Dear RDF fans,

I am building a large dictionary of C++ analysers/algorithms that I can then continently load in ROOT and call from pyROOT to define my RDF graph.

Nevertheless I am pretty sure some part of the code would deserve to be re-written, for example to have a proper class so that the instantiation only happens once.

With this email, and before I start trying too many random things, I would like to know what would be the recommended good practices to chase inefficient code blocks in RDF (if such thing exist of course).


Hi @clementhelsens ,
assuming that your application is not bound by I/O, we can certainly play a bit with performance optimization.

First of all, make sure that the C++ code is compiled with optimizations and debug symbols. If you compile it with ACLiC, you can explicitly ask for optimizations with +Og. If you compile manually, make sure that the -O2 -g compilation flags are passed.

At that point you can profile you application with perf, e.g. with perf record -F99 ./your_app and then check which functions take time with perf report.

In v6.24 you can also activate verbose RDF logging by adding this line at the beginning of the program:

auto verbosity = ROOT::Experimental::RLogScopedVerbosity(ROOT::Detail::RDF::RDFLogChannel(), ROOT::Experimental::ELogLevel::kInfo);

(the Python equivalent should be the same with . instead of :: as usual).
That will give you precise timings of the RDF event loop and of the time RDF spends just-in-time compiling “stuff” – if the latter is too high, there are tricks to reduce it.

Maybe we can start from these and see how it goes.
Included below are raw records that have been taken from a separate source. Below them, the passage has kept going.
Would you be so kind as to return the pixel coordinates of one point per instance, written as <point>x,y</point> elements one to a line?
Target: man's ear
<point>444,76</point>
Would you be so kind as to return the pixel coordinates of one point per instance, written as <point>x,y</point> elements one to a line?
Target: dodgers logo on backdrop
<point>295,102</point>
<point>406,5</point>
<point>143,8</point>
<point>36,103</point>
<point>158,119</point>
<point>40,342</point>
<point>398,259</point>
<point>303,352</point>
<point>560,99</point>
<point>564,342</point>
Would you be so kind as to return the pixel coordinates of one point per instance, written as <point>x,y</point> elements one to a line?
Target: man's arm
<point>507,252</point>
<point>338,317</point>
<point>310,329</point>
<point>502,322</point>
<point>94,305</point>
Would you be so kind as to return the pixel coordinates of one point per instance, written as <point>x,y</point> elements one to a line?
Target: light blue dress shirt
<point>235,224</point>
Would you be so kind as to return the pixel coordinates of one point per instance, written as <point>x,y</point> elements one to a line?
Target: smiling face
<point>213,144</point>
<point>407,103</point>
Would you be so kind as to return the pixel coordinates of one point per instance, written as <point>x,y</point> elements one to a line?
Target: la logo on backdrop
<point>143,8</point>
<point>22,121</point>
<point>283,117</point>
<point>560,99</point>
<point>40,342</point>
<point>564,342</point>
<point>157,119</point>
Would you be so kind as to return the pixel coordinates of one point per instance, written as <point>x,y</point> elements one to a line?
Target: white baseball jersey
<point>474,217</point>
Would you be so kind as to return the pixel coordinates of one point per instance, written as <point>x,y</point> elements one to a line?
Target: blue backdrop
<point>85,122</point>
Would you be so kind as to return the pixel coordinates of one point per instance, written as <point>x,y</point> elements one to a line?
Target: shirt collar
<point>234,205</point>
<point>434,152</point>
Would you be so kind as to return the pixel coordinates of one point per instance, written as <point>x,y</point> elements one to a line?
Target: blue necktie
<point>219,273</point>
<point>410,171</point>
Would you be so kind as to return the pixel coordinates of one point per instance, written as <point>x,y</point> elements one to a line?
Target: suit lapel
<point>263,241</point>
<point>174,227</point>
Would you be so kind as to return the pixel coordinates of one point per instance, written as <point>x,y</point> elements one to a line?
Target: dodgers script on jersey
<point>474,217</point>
I can also take a look at your application in case it’s possible to set it up and run it on my system.


Thanks @eguiraud , I will give it a try as soon as possible.
Let me write here the procedure to build a debug version for you but also for my own memory.

git clone 
cd  FCCAnalyses

source /cvmfs/

export ROOT_INCLUDE_PATH=$PWD/install/include/FCCAnalyses:$ROOT_INCLUDE_PATH
export LD_LIBRARY_PATH=`python -m awkward.config --libdir`:$LD_LIBRARY_PATH

mkdir build install
cd build
cmake .. -DCMAKE_INSTALL_PREFIX=../install -DCMAKE_BUILD_TYPE=RelWithDebInfo
make install
cd ..

then you can run like:

python examples/FCCee/flavour/Bc2TauNu/ p8_ee_Zbb_Bc2TauNu_stage1.root /eos/experiment/fcc/ee/generation/DelphesEvents/spring2021/IDEA/p8_ee_Zbb_ecm91_EvtGen_Bc2TauNuTAUHADNU/events_003907469.root

to run over one file, or like:

python examples/FCCee/flavour/Bc2TauNu/ p8_ee_Zbb_Bc2TauNu_stage1.root "/eos/experiment/fcc/ee/generation/DelphesEvents/spring2021/IDEA/p8_ee_Zbb_ecm91_EvtGen_Bc2TauNuTAUHADNU/events_03*.root"

to run over more files. I granted you read access to /eos/experiment/fcc/ee/

With this key4hep debug setup, we already have root v6.24, so I could try you nice suggestion.


Alright, I’ll put in on my to-do list to run these two workloads and check if I see something weird.

Note that for performance tests you want -DCMAKE_BUILD_TYPE=RelWithDebInfo instead of Debug.

Hi @clementhelsens ,
did you manage to find out what needs optimizing exactly (if anything)?

I am trying to set this up on my workstation but I don’t manage to load from CVMFS, can you suggest what configuration I need?


sorry @eguiraud , I did not found time to further investigate this. From any lxplus machine log in I can see this cvmfs repo mounted. I guess your workstation is within EP-STF ? if so maybe the system administrator could have a look and mount it? Last week on some machines to mount got stuck and IT had to do it again, maybe same thing is happing for you?